Proxy wars with Saudi Arabia and Iran cause problems in Yemen and Lebanon

By Olivia Jenkins and Madeline Brooks

As the struggle for power between Saudi Arabia and Iran continues, Lebanon and Yemen have become a battlefield between the two nations, causing destruction and chaos across the Middle East.

As of now, Yemen is facing a political, military, and humanitarian crisis. What began as a poor transition of power of the Presidency from Ali Abdullah Saleh to Abd-Rabbu Mansour Hadi has ended in the assassination of former President Ali Abdullah Saleh and caused a civil war leading to millions of Yemeni people on the brink of famine. This civil war began in 2015 when a rebel group called the Houthis attacked Sanaa and removed President Hadi. Since then, the crisis has multiplied exponentially. Most recently, a Saudi blockade of Yemen lead to millions without necessary supplies, such as food. Already suffering from severe poverty, many Yemeni were unable to support themselves.
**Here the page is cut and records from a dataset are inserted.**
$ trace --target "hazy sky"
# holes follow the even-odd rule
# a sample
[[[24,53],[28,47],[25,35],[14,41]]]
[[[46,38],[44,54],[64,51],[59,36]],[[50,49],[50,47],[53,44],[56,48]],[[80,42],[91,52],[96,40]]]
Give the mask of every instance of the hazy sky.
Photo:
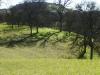
[[[24,0],[2,0],[2,5],[0,8],[7,8],[12,5],[16,5],[18,3],[23,2]],[[47,2],[56,2],[57,0],[46,0]],[[71,7],[74,7],[77,3],[81,2],[83,0],[72,0],[72,3],[70,4]],[[94,1],[97,3],[97,6],[100,6],[100,0],[85,0],[85,1]]]

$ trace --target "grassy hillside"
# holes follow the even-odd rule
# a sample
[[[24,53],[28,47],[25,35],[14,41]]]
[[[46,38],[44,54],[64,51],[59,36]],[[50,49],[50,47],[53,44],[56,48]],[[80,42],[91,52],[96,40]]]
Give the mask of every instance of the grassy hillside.
[[[11,29],[0,25],[0,75],[99,75],[100,61],[76,59],[78,50],[70,49],[75,33],[40,28],[29,36],[29,28]],[[65,35],[66,34],[66,35]],[[89,58],[89,50],[86,57]],[[69,59],[73,58],[73,59]]]

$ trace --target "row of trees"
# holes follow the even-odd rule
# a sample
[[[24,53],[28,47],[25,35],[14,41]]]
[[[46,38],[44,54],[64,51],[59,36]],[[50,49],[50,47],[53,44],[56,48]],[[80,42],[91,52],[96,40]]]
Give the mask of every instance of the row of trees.
[[[32,28],[53,27],[59,31],[75,32],[83,35],[84,49],[80,54],[83,57],[86,48],[90,47],[90,58],[93,58],[93,49],[99,34],[100,11],[94,2],[77,4],[76,9],[68,9],[71,0],[58,0],[58,3],[46,3],[44,0],[27,0],[22,4],[7,10],[5,21],[12,25],[28,25],[30,35]]]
Yemen has been the center of a proxy war between Saudi Arabia and Iran, with Saudi Arabia backing Yemen’s exiled government, and Iran backing the Houthi rebels. These two opposing forces seem to be tearing the nation apart, causing the humanitarian crisis in Yemen today. Meanwhile, tensions are rising in Lebanon after the resignation of the Lebanese Prime Minister Saad Hariri, reflecting a different divide between Saudi Arabia and Iran.  
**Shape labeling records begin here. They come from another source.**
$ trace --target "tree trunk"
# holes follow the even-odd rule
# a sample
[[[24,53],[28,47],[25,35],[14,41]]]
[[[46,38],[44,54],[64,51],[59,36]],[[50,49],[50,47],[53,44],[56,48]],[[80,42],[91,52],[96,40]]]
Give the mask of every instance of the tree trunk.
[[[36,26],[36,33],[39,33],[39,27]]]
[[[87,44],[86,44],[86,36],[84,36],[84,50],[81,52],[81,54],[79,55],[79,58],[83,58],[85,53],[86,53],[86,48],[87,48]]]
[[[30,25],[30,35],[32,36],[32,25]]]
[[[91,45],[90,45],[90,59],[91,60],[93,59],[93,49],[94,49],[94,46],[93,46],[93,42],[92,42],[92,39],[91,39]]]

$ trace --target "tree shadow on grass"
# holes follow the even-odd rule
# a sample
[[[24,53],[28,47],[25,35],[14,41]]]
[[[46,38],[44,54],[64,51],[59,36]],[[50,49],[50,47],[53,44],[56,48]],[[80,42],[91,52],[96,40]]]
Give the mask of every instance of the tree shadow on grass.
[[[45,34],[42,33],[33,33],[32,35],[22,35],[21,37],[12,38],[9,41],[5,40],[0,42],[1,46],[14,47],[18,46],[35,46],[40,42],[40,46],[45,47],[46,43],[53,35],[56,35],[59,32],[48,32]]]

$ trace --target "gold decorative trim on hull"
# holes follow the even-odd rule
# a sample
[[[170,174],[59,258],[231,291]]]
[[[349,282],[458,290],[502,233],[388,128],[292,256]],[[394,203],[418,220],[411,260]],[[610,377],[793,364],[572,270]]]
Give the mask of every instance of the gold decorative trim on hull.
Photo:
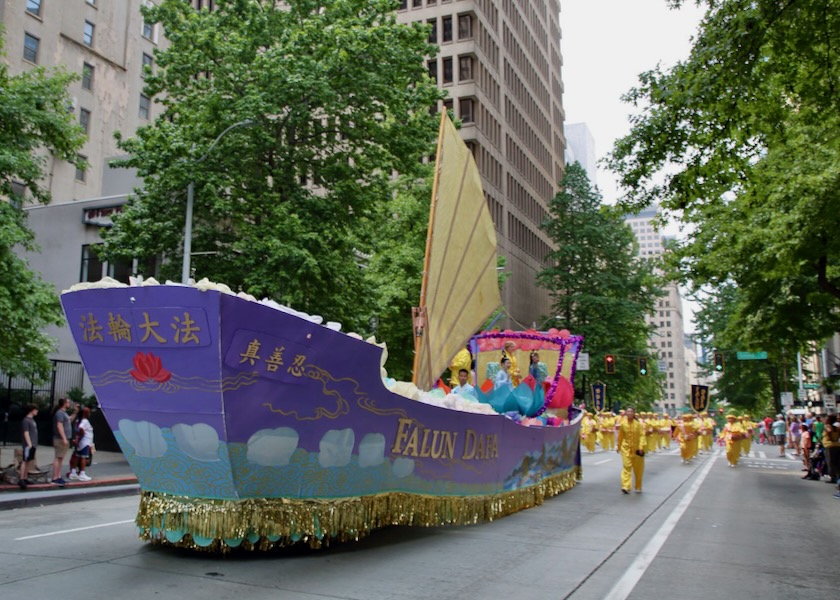
[[[320,548],[334,540],[358,541],[389,525],[438,527],[491,522],[539,506],[546,498],[573,488],[581,477],[580,467],[574,467],[526,488],[484,496],[390,492],[323,500],[230,501],[143,492],[136,523],[140,537],[146,541],[195,550],[269,550],[297,543]],[[185,533],[171,541],[167,532],[170,538]],[[199,544],[196,539],[208,543]]]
On November 4, Prime Minister Hariri announced his resignation while in Riyadh, the capital of Saudi Arabia. The resignation was completely unexpected, shocking the nation. During his resignation speech, Hariri accused Iran of “discord, devastation and destruction” across the Middle East and accused Hezbollah, Iran’s ally in Lebanon, of trying to destabilize the country.

Hariri’s resignation is seen by many in and outside of the region as another battle in Saudi Arabia’s proxy war with Iran. Hariri’s has had deep ties, both personal and business-related, with Saudi Arabia, and even holds citizenship in both Saudi Arabia and Lebanon. Hariri’s speech condemning Iran and Hezbollah has been seen as an indication of Saudi’s involvement. The current President of Lebanon, Michel Aoun, accused Saudi Arabia of holding Hariri hostage and forcing him to resign.

Hariri left Saudi Arabia to travel to France where the government offered to mediate talks of resignation. After his trip to France, in late November Hariri returned to Lebanon to hand his resignation to President Aoun who refused to accept it. Hariri agreed to suspend his request and instead carry out negotiations.

Hariri and Aoun were elected in a compromise that ended more than two years of a political standoff. Hariri initially did not support Aoun, as he is an ally of Hezbollah, which was responsible to the assassination of Hariri’s father in 2005.

The current battle in Lebanon has yet to come to the severity of Yemen but if Saudi Arabia and Iran continue their current actions then not just Lebanon and Yemen, but the entire Middle East could face the consequences.